Kathleen Sebelius, the Governor of Kansas, vetoed a bill on Friday that was yet another attempt by the State Legislature to interfere with the ability of the state's cities and counties to govern themselves. This time, legislators want to dictate to cities and counties where they can and cannot ban the presence of concealed weapons. After the Legislature had passed the concealed-carry law, which banned concealed weapons in 21 types of places, several Kansas towns passed ordinances that expanded that list. For example, the state legislation prohibits concealed weapons in state governmental offices. Apparently, though, the idea that city governmental offices might be accorded the same status was too much for our women and men in Topeka to bear.
Other places the State Legislature thinks it's fine for people to have concealed weapons after the fold.
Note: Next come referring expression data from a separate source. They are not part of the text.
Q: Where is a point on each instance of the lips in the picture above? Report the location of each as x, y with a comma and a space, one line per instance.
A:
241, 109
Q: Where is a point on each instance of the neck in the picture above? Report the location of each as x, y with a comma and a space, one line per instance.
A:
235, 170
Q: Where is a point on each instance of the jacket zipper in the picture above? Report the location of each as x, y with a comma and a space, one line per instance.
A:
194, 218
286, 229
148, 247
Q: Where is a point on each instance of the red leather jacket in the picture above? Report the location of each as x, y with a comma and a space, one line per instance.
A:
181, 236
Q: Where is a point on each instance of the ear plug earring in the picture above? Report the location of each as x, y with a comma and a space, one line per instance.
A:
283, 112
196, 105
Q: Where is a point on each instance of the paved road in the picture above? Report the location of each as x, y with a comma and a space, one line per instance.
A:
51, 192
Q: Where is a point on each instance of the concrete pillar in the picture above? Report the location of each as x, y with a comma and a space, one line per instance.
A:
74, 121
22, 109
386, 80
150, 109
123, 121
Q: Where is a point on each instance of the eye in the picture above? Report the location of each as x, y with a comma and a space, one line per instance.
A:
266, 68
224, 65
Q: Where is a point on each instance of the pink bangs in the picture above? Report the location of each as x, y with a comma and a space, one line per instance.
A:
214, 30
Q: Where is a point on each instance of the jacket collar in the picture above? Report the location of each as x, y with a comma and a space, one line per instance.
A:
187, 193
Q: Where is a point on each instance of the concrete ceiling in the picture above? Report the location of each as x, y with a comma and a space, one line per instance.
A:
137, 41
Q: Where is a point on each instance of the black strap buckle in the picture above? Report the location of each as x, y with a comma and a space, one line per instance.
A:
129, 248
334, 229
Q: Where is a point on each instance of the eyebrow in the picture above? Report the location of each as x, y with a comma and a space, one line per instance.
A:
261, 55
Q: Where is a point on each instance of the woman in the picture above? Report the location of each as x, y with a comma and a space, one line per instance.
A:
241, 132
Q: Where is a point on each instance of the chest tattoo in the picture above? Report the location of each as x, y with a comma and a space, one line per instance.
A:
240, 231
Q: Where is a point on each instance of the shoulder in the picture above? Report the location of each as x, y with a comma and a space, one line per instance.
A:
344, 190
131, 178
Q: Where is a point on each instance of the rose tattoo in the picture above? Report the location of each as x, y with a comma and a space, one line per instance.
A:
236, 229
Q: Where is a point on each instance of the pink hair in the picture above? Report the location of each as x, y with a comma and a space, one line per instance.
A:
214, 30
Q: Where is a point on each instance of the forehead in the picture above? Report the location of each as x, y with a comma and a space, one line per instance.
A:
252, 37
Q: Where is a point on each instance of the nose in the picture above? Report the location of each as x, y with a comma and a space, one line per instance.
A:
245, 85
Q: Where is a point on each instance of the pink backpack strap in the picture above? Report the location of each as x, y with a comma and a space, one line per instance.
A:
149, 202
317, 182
There had been a provision in this bill to ban concealed weapons from youth athletic events, but it was deemed "too broad." After all, said Rep. Phil Journey (R-Haysville), that provision could apply to "five kids playing stickball." So concealed weapons are allowed, under this bill, at all T-ball and soccer games and any other collection of children playing - organized or not. Another provision struck from the bill would have banned concealed weapons from properties surrounded by a fence with controlled access points - festivals and the like. Again, we can't force gun owners to emasculate themselves for such things as fairs, concerts or other city/county-sponsored events. Now, I'm sure that the comment thread is going to quickly devolve into a flame war about John Lott's "research" and how states with concealed-carry laws don't have any crime at all anymore. While I'm sure I won't be able to forestall such a thing, I'm also not interested in any of it. My problem with concealed-carry laws is that I don't trust my fellow citizens to handle themselves responsibly with the ability to carry handguns on their person wherever they go. The fact that we even have such a thing as the police is evidence that prior to the modern GOP's gun fetish society figured it was a good thing to take law enforcement out of the hands of whoever feels like doing it and into the hands of trained, dedicated professionals.
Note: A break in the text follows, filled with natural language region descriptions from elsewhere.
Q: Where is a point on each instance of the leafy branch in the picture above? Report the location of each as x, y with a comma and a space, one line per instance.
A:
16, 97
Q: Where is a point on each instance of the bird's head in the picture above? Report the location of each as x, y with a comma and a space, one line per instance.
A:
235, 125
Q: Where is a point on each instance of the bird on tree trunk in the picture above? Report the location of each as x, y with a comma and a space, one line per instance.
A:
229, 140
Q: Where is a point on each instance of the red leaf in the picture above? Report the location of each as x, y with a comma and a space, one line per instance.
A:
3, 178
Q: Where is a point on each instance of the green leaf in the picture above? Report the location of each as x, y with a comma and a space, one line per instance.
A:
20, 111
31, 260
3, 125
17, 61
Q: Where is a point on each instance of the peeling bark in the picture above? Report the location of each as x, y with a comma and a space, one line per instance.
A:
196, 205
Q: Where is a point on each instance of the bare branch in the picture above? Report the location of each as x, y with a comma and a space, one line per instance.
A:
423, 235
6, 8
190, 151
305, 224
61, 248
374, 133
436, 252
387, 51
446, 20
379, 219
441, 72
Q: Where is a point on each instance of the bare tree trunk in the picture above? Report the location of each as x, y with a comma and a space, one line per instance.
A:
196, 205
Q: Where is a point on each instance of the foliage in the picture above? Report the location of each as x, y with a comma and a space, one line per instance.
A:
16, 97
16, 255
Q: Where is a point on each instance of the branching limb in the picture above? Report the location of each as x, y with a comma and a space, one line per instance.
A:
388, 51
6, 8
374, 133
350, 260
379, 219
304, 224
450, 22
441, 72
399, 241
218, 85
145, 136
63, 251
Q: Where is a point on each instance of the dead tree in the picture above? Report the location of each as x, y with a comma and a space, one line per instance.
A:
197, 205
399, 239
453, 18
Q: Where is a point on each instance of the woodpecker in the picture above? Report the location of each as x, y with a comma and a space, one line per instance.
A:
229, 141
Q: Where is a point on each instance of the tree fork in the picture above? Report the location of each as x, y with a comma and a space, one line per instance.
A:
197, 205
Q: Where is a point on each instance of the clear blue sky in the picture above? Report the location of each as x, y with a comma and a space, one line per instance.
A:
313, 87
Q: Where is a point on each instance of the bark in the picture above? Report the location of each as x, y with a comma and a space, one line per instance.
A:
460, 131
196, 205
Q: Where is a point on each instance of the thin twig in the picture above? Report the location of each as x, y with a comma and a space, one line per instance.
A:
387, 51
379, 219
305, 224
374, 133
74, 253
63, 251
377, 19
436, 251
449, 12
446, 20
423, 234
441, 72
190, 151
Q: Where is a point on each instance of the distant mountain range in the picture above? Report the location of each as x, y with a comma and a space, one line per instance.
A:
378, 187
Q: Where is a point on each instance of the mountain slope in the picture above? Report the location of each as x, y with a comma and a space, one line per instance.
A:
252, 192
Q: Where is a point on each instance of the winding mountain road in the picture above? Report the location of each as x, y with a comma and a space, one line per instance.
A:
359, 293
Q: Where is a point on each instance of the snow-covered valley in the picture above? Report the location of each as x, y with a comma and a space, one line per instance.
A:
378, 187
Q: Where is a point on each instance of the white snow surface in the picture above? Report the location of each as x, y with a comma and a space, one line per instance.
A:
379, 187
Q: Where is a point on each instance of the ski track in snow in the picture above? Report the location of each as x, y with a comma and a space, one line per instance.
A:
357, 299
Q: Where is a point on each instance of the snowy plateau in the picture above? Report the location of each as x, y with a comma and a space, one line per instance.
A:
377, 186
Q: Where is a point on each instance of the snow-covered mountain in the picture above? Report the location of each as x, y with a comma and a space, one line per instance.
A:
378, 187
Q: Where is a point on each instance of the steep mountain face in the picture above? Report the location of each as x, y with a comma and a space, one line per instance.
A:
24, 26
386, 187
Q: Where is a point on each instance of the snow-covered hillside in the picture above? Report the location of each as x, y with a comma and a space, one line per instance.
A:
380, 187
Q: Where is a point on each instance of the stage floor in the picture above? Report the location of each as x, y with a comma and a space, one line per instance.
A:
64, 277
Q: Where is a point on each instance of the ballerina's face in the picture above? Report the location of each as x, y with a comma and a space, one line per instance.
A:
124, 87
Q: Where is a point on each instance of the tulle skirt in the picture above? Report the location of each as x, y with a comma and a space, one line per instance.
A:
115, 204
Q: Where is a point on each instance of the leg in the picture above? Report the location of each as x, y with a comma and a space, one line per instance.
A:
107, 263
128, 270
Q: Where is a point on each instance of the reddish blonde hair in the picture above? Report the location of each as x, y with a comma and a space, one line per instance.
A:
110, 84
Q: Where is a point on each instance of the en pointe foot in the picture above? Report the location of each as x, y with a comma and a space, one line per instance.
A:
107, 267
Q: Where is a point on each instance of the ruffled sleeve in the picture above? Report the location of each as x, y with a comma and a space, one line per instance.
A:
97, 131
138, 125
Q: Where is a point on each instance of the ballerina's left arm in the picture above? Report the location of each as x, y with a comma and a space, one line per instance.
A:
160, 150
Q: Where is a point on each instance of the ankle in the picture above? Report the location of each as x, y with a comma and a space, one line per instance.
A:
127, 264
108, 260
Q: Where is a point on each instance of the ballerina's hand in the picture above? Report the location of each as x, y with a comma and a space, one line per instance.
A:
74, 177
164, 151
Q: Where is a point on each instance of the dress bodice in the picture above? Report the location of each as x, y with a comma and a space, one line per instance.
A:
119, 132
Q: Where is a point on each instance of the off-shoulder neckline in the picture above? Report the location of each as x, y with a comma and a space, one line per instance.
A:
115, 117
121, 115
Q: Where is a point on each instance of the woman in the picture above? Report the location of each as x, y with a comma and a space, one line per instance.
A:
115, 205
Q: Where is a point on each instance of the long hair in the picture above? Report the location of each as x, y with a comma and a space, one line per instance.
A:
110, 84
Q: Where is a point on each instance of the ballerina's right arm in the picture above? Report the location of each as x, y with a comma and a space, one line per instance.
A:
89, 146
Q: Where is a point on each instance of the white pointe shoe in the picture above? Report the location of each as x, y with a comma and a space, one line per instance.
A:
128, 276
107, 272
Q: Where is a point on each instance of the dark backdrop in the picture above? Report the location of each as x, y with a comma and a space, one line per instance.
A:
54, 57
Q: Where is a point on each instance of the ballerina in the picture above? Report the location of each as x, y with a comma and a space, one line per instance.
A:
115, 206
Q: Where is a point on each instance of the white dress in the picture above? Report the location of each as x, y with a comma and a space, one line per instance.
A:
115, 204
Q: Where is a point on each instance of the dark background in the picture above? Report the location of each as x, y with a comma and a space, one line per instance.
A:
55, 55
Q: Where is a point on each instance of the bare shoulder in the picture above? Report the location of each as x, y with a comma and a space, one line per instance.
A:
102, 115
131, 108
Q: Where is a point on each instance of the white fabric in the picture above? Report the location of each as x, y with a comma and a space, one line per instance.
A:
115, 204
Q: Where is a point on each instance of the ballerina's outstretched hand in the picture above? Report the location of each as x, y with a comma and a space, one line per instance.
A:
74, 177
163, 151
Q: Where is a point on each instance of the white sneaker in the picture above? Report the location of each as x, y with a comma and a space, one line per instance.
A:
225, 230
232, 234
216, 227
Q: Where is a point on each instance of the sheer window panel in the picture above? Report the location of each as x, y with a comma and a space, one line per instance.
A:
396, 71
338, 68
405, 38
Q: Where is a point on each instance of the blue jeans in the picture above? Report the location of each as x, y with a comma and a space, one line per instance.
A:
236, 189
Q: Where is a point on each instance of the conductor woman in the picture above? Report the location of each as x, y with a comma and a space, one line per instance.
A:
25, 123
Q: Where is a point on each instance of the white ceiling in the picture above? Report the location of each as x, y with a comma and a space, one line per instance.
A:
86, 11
Recently the State Legislature also considered a law aimed at prohibiting Lawrence from establishing a domestic partner registry. That the legislation applies to all cities doesn't change that this was a deliberate slap at Lawrence for even thinking of such a thing. Nor did it matter that the registry did nothing to give anyone any rights not already denied to gays and lesbians. What it sought to address was how certain companies require domestic partners to be listed on such a registry in order to receive company benefits.
Phill Kline, former Attorney General and now District Attorney for Johnson County (read about the whole ridiculous story here), has been the target of state legislation. In Kansas, District Attorneys are part of their county's budget, but are not under the jurisdiction of the county government, answering to the Attorney General instead. In Johnson County, however, for the last 25 years at least the DA has followed county policies in all HR matters. The Johnson County Commission even passed an ordinance that specifically required the DA to follow its HR policies, and nothing was done about it for years even though it contradicted state law.
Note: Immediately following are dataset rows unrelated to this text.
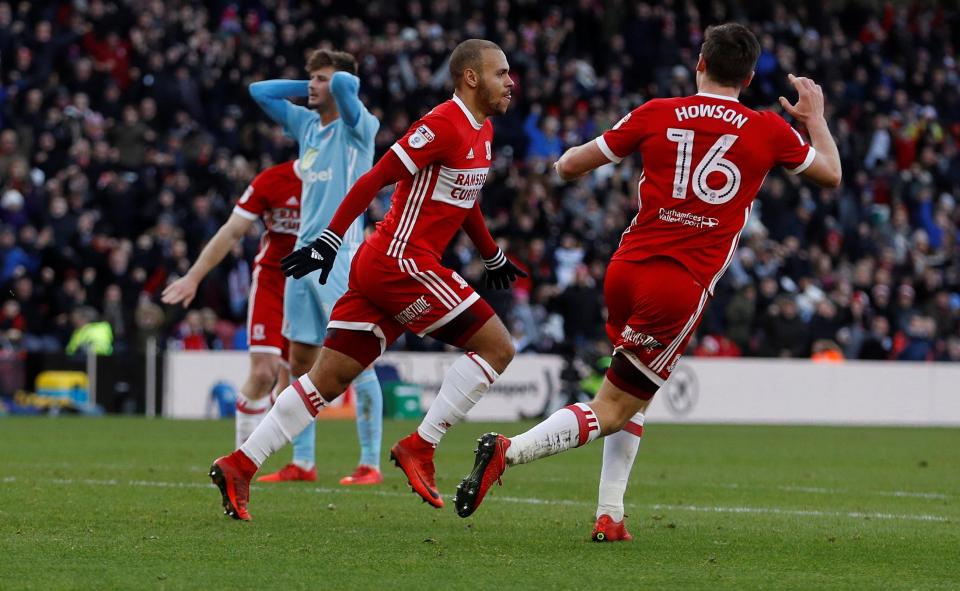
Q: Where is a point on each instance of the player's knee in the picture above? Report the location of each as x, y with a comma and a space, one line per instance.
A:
263, 375
498, 354
331, 383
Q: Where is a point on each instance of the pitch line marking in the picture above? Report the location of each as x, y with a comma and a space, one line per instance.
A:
525, 500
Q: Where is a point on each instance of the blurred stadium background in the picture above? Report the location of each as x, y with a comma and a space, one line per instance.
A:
127, 133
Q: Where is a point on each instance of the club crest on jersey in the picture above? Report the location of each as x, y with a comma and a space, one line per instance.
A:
640, 339
460, 280
421, 137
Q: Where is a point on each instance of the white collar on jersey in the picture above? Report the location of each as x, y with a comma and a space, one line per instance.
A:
719, 96
466, 111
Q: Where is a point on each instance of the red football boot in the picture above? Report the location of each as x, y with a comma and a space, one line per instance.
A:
608, 530
232, 476
414, 456
363, 475
290, 473
489, 465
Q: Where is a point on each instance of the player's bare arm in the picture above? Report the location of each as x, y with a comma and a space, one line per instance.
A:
808, 110
580, 160
183, 290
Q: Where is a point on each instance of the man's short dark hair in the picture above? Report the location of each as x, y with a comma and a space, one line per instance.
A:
338, 60
730, 52
469, 55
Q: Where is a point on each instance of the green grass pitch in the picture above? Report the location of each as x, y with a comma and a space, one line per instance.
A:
116, 503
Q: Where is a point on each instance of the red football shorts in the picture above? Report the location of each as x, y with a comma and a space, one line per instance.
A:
654, 307
387, 295
265, 312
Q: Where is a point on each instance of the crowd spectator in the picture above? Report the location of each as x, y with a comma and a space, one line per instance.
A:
126, 132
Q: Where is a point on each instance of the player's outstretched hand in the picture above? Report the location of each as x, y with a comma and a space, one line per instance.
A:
318, 255
809, 104
182, 291
499, 271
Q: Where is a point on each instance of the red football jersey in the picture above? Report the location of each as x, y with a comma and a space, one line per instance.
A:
704, 160
448, 152
274, 195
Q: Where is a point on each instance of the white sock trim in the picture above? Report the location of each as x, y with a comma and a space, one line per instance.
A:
464, 384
Enter Phill Kline who, about 1 hour after being sworn in, summarily fired 7 prosecutors and the DA office's chief investigator. Those 8 people filed a grievance with the county, saying that Kline didn't follow the correct HR policies. Kline responded that he was a state officer and didn't have to. It's gone to the courts, with Kline's right to ignore county policies upheld as well as the 8 employees' fired status being reversed. That's a good compromise, and honestly it's more that the prosecutors and investigator deserve under actual state law.
Unfortunately for Kline, most of Kansas is sick of him and quite a few people are incensed at the way he was selected as Johnson County DA. So the State Legislature considered legislation that would place DA's under county commissions for HR purposes. They even said that the law could be written to apply only to Johnson County. What a great precedent that is. Though, if writing separate laws for each county would make them too busy to pass laws making English the official State language, that may not be such a bad thing.
All of these bills show how deeply unprofessional the State Legislature is, and how power hungry they've become in Topeka. The rationale for the vetoed concealed-carry law was that all cities and counties needed to be consistent in their regulations. But the Legislature is willing to single out Johnson County just because Phill Kline is a huge jerk. And they're quite happy to interfere with all of Kansas' cities because of the actions of one of them.
The situation here is a good example of how ideologically bankrupt the GOP has become. They don't even try anymore to present themselves as the party of "small government and personal responsibility." Now, they're just the party of lax gun regulations, no acceptance of gays and in Kansas at least, the party of political hit jobs.